Whereupon Manuel, who was not fond of the northerner, warmly took up the cause of the absent Adolfo (though ordinarily he declared himself tired to death of him), and with his superbest air remarked, "It is possible that Mr. Wintup does not understand us."

"Quite possible," Winthrop answered.

Mrs. Thorne had consulted him about the request of Torres. Not formally, not (at least it did not appear so) premeditatedly; she alluded to it one afternoon when he had found her alone at East Angels. Winthrop was very severe upon what he called the young Cuban's "presumption."
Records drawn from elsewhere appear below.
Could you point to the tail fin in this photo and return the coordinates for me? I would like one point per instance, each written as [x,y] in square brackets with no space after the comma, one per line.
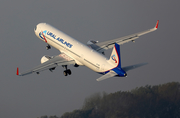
[115,57]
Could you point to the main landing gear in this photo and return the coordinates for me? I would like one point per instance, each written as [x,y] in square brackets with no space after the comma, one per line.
[48,47]
[67,71]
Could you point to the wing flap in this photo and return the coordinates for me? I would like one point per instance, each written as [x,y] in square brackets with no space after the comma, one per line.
[61,59]
[106,76]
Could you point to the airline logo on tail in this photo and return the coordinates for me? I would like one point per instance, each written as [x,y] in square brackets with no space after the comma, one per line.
[42,34]
[113,57]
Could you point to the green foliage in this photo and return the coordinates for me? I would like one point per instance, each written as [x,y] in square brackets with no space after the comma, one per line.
[161,101]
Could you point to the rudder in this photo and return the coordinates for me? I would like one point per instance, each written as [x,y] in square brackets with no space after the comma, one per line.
[115,57]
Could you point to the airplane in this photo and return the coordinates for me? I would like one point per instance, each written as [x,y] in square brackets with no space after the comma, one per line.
[73,52]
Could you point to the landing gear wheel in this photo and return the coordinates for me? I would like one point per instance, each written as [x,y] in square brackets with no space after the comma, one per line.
[48,47]
[65,73]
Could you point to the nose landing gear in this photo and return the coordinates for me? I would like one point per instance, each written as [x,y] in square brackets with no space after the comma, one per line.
[67,71]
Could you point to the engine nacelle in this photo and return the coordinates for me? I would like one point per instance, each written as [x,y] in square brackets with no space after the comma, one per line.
[45,58]
[91,42]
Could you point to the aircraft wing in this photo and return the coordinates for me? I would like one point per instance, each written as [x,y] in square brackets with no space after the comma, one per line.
[59,60]
[106,76]
[102,46]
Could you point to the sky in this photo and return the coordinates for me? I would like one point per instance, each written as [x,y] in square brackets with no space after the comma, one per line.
[50,93]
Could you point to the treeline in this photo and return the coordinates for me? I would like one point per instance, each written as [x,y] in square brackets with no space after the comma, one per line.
[161,101]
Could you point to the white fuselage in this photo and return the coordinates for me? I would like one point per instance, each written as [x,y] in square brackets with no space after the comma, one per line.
[82,54]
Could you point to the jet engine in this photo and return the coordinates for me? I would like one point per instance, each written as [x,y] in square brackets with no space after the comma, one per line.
[91,42]
[45,58]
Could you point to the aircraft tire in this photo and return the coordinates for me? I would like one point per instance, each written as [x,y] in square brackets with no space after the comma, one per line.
[65,73]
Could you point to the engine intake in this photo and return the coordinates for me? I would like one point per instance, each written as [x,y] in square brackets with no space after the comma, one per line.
[45,58]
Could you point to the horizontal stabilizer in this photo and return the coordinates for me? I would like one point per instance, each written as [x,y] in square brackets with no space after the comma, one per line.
[127,68]
[106,76]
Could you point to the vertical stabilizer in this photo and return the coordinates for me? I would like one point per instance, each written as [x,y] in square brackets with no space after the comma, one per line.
[115,57]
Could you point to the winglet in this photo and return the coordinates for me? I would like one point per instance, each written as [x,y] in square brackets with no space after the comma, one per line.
[157,24]
[17,73]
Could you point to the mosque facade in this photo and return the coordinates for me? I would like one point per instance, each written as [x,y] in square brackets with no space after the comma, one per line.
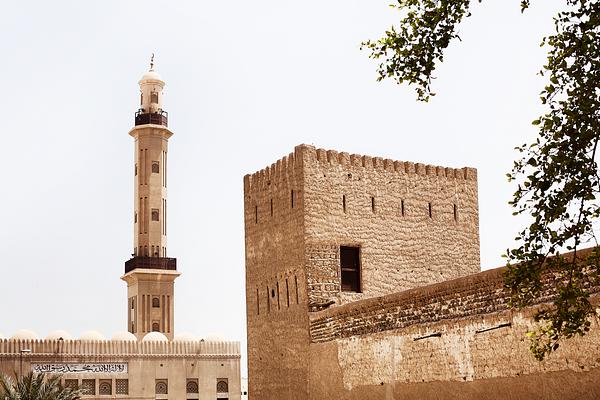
[148,360]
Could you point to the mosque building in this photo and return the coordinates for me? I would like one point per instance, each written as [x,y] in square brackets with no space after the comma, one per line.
[148,361]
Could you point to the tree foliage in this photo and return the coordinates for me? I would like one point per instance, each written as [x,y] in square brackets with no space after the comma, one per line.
[36,387]
[556,176]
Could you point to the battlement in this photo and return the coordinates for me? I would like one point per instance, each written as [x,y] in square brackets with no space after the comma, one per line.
[309,154]
[112,348]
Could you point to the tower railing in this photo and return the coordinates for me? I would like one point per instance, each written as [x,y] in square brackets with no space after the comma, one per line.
[163,263]
[158,118]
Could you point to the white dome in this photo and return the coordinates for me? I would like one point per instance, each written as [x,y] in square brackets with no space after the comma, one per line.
[151,76]
[123,336]
[25,334]
[59,334]
[185,337]
[92,335]
[155,337]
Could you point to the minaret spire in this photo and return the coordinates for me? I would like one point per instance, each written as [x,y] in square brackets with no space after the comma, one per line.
[150,274]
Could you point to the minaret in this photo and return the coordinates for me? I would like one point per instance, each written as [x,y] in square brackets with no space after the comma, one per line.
[150,275]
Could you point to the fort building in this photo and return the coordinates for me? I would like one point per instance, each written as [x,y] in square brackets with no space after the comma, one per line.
[363,282]
[148,360]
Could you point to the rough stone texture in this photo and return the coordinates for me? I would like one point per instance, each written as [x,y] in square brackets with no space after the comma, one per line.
[295,223]
[398,252]
[278,334]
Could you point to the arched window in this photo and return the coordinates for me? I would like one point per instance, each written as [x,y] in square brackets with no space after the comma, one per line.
[162,386]
[222,386]
[105,387]
[191,386]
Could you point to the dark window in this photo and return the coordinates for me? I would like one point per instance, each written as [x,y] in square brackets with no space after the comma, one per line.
[222,385]
[350,266]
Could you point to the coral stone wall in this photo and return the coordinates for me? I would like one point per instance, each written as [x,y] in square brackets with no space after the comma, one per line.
[295,223]
[276,308]
[460,332]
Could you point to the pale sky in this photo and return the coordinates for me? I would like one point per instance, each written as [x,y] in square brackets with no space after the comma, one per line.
[245,83]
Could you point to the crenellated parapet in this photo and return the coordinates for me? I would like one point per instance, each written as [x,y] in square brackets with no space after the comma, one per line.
[115,348]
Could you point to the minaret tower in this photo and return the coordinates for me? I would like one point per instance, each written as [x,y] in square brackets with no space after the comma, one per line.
[150,275]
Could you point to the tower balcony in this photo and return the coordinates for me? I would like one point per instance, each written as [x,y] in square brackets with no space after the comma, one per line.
[158,118]
[163,263]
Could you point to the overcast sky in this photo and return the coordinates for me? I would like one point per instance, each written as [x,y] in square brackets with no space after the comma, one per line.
[246,81]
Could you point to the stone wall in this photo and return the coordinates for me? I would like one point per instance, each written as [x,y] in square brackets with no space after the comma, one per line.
[460,332]
[275,281]
[411,222]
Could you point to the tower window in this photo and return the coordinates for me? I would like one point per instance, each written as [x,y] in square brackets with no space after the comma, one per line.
[222,385]
[350,268]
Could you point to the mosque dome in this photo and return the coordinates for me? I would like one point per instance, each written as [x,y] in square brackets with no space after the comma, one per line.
[123,336]
[25,334]
[155,337]
[58,335]
[185,337]
[92,335]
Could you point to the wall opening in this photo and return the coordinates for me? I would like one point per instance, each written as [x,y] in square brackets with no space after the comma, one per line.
[350,268]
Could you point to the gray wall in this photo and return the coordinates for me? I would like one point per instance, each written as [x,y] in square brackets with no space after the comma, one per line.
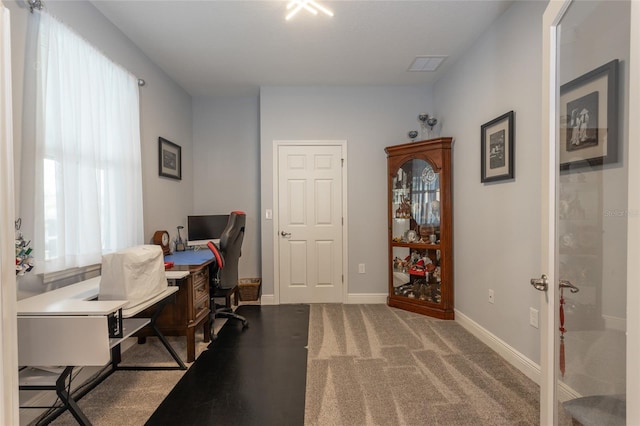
[497,226]
[226,167]
[369,119]
[165,109]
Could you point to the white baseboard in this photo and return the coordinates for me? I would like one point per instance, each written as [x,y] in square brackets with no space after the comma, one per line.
[268,299]
[354,298]
[512,356]
[366,298]
[614,323]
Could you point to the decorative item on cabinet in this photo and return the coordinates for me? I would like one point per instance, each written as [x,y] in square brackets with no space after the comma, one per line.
[420,227]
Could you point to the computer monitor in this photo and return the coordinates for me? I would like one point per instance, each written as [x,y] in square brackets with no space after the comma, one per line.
[204,228]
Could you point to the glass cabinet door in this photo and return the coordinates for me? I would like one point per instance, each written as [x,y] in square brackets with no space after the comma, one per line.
[415,229]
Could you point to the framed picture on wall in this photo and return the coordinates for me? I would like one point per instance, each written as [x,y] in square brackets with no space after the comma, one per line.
[497,149]
[170,159]
[589,118]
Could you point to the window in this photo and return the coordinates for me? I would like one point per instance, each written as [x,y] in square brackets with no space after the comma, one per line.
[88,174]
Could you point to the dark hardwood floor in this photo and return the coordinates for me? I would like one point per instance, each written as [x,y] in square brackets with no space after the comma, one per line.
[255,376]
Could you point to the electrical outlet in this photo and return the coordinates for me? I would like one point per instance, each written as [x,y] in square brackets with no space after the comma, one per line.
[533,317]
"Presumption—yes; that is what I have been inclined to consider it," said Mrs. Thorne, with her little preliminary cough. But she spoke hesitatingly, or rather there seemed to be hesitation in her mind behind her words, for her words themselves were carefully clear.

Winthrop looked at her, and saw, or fancied he saw, a throng of conflicting possibilities, contingencies, and alternatives in the back part of her small bright eyes. "Your daughter is too young to be made the subject of any such request at present," he said, curtly. For it seemed to him a moment when a little masculine brevity and masculine decision were needed in this exclusively feminine atmosphere.